Bier teurer zum Herrentag?: Brauer und Händler verstecken Preiserhöhungen hinter dem Ukraine-Krieg

Pünktlich zum Herrentag häufen sich Berichte über verteuerte Glasflaschen. Sie sollen Grund sein für teures Bier. Doch wie weit trägt das Argument?

Beim Thema Bier schäumt der Boulevard, seine Reporter haben Horden durstiger Leser auf dem Weg zum Herrentag fest im Blick: „Deutsche Brauereien warnen: Hilfe, Bierflaschen werden knapp!“ titelte der „Berliner Kurier“ schon Ende vergangener Woche. „Noch nie war Bier so teuer in Berlin. Viele Gaststätten haben in den vergangenen Monaten ihre Preise deutlich angezogen“, wusste die „B.Z.“ zu berichten – und fühlte Wirten bei der Gelegenheit auch auf den Zapfhahn. Ergebnis: Den halben Liter bekomme man in Bezirk Neukölln für 2,30 Euro, in Mitte koste er aber schon 5,60.

Die „Bild“ zitierte den Hauptgeschäftsführer des Deutschen Brauer-Bunds, Holger Eichele, mit der düsteren Prognose: „Je heißer der Sommer, desto schwieriger kann die Situation werden.“ Der Mann sehe die Lage „äußerst angespannt“.

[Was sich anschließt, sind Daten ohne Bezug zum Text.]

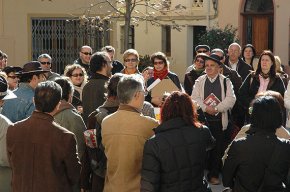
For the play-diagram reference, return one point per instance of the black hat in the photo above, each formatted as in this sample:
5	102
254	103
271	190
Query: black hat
32	67
214	57
206	47
9	69
5	93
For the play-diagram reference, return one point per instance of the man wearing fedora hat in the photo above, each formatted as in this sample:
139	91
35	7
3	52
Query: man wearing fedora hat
23	106
46	62
5	171
215	99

Wer hinter diesen Berichten eine – in diesem journalistischen Metier gern gepflegte – maßvolle oder gar maßlose Übertreibung vermutet, liegt auf den ersten Blick falsch: Nachfragen bei einschlägigen Branchenkennern haben ergeben, dass Deutschlands Biertrinker in diesem Jahr tatsächlich deutlich mehr zahlen dürften als bisher.

Titelseite des „Berliner Kurier“ am 20. Mai 2022. „Deutsche Brauereien warnen: Hilfe Bierflaschen werden knapp“.
Titelseite des „Berliner Kurier“ am 20. Mai 2022. „Deutsche Brauereien warnen: Hilfe Bierflaschen werden knapp“.

© TSP/Alexander Fröhlich

Weinliebhaber, die nun achselzuckend fragen, was das mit ihnen zu tun habe, seien gewarnt, dass auch der Rebsaft sich verteuern dürfte. Darauf wies schon die „Badische Zeitung“ aus dem sonnenverwöhnten Freiburg im Breisgau hin. Und doch steckt hinter den Berichten oft nur die halbe Wahrheit.

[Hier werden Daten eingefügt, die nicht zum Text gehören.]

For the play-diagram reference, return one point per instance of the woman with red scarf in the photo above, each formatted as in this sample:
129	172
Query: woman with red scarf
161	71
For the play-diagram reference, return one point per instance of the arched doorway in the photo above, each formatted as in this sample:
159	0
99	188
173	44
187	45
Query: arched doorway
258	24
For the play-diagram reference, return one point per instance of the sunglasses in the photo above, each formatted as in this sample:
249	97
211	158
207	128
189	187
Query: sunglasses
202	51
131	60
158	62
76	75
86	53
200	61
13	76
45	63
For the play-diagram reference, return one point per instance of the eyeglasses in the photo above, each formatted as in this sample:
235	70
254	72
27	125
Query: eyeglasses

Das „mögliche“ Gas-Embargo treibt den Preis

Die Gründe für die steigenden Preise von Alkoholika sollen von Baden über Bayern bis ins ehemalige Preußen dieselben sein: Glasflaschen werden teurer. Dahinter steckt zum Teil ist ein saisonales Phänomen, zum anderen Teil der Krieg in der Ukraine. Der Verband „Private Brauereien Bayern“, dessen Mitglieder auch gern und viel nach Berlin und Brandenburg liefern, erklärte der Nachrichtenagentur dpa, das in den Sommermonaten mehr Bier getrunken wird. Erschwerend kämen in diesem Jahr die stark gestiegenen Energiepreise und ein mögliches Gas-Embargo oder ein Gas-Lieferstopp aus Russland hinzu, sagte Verbandssprecher Benedikt Meier in München.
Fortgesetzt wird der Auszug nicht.